As we all knows that big cities change rapidly, people moving into them can struggle for access to basic services like clean water and sanitation. One such city is Gurgaon, a secondary city that’s experienced rapid urban transition over the last two decades. To the southwest end of Delhi in the national capital region (NCR) of India, Gurgaon has seen a rapidly-growing influx of working-class and middle-class migrants.
Over the decades, the unsustainable growth and development have exacerbated Gurgaon’s water problems. The city’s urban and peri-urban areas rely on diminishing supplies of groundwater; access to sanitation is unequal, and water in poorer areas is polluted. Working-class migrants to Gurgaon have to struggle with the failures of the urban water system on an everyday basis.

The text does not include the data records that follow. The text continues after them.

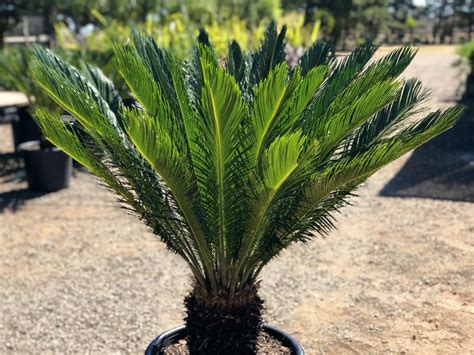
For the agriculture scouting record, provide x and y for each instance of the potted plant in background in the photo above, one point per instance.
(231, 165)
(47, 168)
(467, 52)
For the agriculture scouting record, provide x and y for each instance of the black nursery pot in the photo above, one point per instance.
(47, 168)
(25, 128)
(179, 333)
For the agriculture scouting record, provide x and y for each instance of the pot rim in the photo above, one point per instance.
(170, 336)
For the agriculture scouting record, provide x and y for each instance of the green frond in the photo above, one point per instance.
(269, 55)
(221, 164)
(230, 165)
(237, 65)
(409, 98)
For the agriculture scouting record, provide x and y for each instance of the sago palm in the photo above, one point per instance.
(230, 164)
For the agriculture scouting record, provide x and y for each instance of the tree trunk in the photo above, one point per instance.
(222, 324)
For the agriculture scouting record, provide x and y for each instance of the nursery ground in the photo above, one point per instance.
(78, 274)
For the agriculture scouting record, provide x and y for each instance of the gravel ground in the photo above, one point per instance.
(79, 275)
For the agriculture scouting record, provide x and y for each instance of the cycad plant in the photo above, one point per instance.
(230, 164)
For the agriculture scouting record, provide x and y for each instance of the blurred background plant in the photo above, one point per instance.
(82, 31)
(15, 74)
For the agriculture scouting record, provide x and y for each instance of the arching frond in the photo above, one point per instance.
(229, 166)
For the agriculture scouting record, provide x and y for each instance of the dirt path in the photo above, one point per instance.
(78, 274)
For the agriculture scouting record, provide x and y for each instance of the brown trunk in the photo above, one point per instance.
(222, 324)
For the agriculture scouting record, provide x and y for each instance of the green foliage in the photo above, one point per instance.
(15, 75)
(231, 165)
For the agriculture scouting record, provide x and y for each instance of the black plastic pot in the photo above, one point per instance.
(174, 335)
(47, 168)
(25, 128)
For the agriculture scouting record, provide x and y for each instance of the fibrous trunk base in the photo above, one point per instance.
(222, 324)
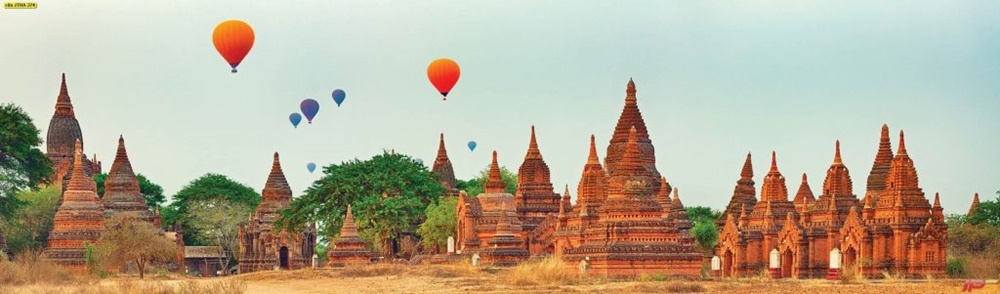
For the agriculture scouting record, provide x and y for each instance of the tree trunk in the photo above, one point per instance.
(141, 263)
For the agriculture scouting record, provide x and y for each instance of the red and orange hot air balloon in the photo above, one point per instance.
(443, 74)
(233, 39)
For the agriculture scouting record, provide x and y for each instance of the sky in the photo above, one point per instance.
(715, 80)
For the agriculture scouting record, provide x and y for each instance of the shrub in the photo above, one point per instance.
(956, 267)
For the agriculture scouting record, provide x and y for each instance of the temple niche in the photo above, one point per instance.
(624, 222)
(893, 228)
(264, 247)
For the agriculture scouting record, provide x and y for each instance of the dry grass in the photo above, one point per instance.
(546, 271)
(31, 268)
(668, 287)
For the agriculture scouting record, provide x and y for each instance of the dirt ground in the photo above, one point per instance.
(464, 279)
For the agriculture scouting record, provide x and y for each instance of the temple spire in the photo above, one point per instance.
(533, 152)
(902, 144)
(592, 158)
(747, 172)
(494, 183)
(64, 107)
(836, 157)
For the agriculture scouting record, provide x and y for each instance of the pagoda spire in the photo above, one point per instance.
(78, 179)
(592, 157)
(836, 156)
(494, 184)
(64, 107)
(747, 172)
(533, 152)
(974, 206)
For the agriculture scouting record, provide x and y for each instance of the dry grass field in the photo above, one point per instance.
(546, 276)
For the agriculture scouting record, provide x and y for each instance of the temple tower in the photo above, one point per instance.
(121, 189)
(630, 118)
(64, 132)
(78, 220)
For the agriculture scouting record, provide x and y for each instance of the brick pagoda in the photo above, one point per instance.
(78, 220)
(121, 189)
(264, 247)
(348, 248)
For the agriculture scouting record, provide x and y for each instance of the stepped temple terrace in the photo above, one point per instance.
(626, 221)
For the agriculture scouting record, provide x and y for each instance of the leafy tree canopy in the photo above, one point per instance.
(207, 187)
(152, 192)
(987, 213)
(28, 230)
(441, 222)
(388, 193)
(22, 164)
(474, 187)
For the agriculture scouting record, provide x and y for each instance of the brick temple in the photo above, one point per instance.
(64, 131)
(624, 222)
(78, 220)
(265, 247)
(893, 228)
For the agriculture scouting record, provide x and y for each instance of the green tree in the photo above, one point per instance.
(28, 230)
(704, 232)
(152, 192)
(388, 193)
(206, 187)
(216, 222)
(134, 242)
(440, 224)
(987, 213)
(22, 164)
(474, 187)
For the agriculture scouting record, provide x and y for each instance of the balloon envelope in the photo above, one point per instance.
(233, 39)
(309, 108)
(443, 74)
(295, 118)
(339, 96)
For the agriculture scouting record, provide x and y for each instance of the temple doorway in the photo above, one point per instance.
(727, 264)
(283, 257)
(850, 257)
(786, 264)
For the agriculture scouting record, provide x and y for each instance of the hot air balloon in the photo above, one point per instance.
(295, 118)
(443, 74)
(339, 96)
(309, 108)
(233, 39)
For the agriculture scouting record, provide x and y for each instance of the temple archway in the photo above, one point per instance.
(283, 257)
(727, 264)
(850, 257)
(786, 263)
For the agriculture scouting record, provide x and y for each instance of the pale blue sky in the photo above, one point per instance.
(715, 80)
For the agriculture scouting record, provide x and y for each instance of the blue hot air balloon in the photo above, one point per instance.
(309, 108)
(295, 118)
(339, 96)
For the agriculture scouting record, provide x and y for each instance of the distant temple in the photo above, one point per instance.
(264, 247)
(64, 131)
(121, 190)
(624, 222)
(78, 220)
(894, 228)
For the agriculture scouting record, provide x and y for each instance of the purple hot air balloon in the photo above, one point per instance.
(309, 108)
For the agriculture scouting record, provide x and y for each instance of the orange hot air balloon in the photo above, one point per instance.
(443, 73)
(233, 39)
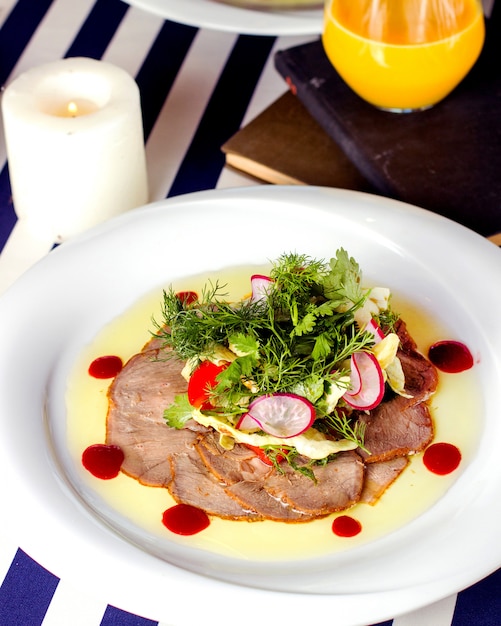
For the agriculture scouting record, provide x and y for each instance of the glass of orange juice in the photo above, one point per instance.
(403, 55)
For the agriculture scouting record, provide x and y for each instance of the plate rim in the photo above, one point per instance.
(218, 16)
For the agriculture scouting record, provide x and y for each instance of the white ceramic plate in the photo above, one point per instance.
(219, 16)
(64, 301)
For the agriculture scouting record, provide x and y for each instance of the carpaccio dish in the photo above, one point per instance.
(298, 402)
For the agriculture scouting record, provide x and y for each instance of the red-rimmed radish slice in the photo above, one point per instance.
(260, 286)
(282, 415)
(373, 328)
(367, 382)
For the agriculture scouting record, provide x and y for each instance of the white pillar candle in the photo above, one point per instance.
(75, 145)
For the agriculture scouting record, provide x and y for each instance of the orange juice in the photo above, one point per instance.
(403, 55)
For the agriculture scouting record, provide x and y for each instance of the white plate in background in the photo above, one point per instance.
(220, 16)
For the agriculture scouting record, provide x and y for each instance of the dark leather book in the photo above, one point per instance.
(284, 145)
(446, 159)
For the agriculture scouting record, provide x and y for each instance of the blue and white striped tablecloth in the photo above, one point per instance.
(198, 86)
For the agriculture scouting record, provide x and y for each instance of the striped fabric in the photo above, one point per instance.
(198, 86)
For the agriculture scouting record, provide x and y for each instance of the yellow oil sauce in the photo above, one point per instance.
(456, 410)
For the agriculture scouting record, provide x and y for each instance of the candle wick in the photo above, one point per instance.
(72, 109)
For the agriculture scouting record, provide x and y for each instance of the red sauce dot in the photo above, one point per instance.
(184, 519)
(346, 526)
(103, 461)
(442, 458)
(105, 366)
(187, 297)
(450, 356)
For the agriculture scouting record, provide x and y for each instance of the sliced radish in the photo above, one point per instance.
(282, 415)
(261, 286)
(367, 382)
(373, 328)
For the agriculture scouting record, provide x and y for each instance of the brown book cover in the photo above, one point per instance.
(284, 145)
(446, 159)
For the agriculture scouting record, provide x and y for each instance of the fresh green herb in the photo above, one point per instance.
(296, 340)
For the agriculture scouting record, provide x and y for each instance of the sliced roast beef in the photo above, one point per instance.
(138, 396)
(236, 484)
(379, 476)
(338, 485)
(194, 484)
(245, 476)
(395, 428)
(421, 377)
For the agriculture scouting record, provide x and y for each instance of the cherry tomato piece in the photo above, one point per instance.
(202, 381)
(187, 297)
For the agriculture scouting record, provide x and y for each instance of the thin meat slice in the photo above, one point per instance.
(421, 376)
(244, 474)
(396, 429)
(192, 483)
(338, 485)
(379, 476)
(147, 384)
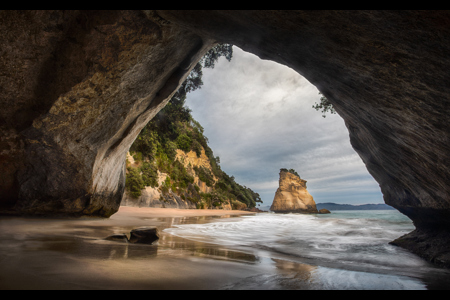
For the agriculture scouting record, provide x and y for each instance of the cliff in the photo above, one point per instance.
(292, 196)
(168, 194)
(77, 87)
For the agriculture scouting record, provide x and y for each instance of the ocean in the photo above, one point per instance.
(344, 250)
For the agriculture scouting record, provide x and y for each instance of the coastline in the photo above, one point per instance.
(67, 254)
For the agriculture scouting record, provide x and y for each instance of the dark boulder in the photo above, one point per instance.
(145, 235)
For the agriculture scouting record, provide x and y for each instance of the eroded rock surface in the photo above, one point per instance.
(292, 195)
(78, 86)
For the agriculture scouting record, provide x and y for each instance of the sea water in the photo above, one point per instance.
(341, 250)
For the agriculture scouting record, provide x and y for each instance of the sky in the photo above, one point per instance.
(258, 118)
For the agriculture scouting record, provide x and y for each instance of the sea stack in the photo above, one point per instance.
(291, 195)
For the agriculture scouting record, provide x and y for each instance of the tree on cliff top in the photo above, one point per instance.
(292, 171)
(325, 106)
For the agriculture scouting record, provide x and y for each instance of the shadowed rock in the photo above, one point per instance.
(146, 235)
(78, 86)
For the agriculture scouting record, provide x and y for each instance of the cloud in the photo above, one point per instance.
(258, 117)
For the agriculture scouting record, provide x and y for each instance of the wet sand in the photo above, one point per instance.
(38, 253)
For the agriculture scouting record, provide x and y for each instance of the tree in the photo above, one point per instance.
(324, 105)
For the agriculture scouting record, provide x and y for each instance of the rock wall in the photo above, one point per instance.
(292, 195)
(78, 86)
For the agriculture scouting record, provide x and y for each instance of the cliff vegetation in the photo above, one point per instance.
(172, 156)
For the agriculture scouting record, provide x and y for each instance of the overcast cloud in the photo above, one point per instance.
(258, 117)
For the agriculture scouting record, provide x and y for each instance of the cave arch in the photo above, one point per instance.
(78, 86)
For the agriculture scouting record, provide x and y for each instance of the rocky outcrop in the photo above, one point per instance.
(292, 196)
(78, 86)
(144, 235)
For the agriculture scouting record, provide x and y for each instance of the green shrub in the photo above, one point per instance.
(184, 142)
(134, 183)
(204, 175)
(149, 174)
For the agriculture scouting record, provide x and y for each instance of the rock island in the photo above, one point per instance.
(291, 195)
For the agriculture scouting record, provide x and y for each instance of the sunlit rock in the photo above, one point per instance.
(292, 195)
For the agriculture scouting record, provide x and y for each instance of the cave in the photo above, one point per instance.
(78, 86)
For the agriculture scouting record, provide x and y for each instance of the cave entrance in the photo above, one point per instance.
(258, 118)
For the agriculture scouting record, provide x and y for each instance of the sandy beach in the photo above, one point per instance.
(37, 253)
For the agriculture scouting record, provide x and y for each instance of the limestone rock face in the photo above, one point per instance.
(78, 86)
(292, 196)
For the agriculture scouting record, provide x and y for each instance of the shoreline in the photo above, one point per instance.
(68, 254)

To tackle these water related problems, Jawaharlal Nehru University's TRCSS (Trans disciplinary Research Cluster on Sustainability Studies) has set up India's first T-Lab (Transformation Lab) in Gurugram. T-Labs are a highly-facilitated process, involving research, workshops and other forms of engagement. They’re designed to unblock complex, intractable problems and find alternate ecologically sound and socially just solutions.
The Gurugram Water Forum (GWF) was also established through the research and discussions in the T-Lab. GWF is a multi-stakeholder knowledge sharing platform that brings together several linked initiatives. A vast majority of these initiatives are focused on generating and sharing knowledge. To do this, they have aimed to bring together trade unions, resident welfare associations, women groups, environmentalists, urban planners, architects, engineers and citizens on a common platform.
GWF which is currently led by TRCSS, JNU works toward various water related issues like prevention of urban flooding, water logging issues, rainwater harvesting, protection and regeneration of water bodies, sanitation and drainage, access and use and treatment and reuse.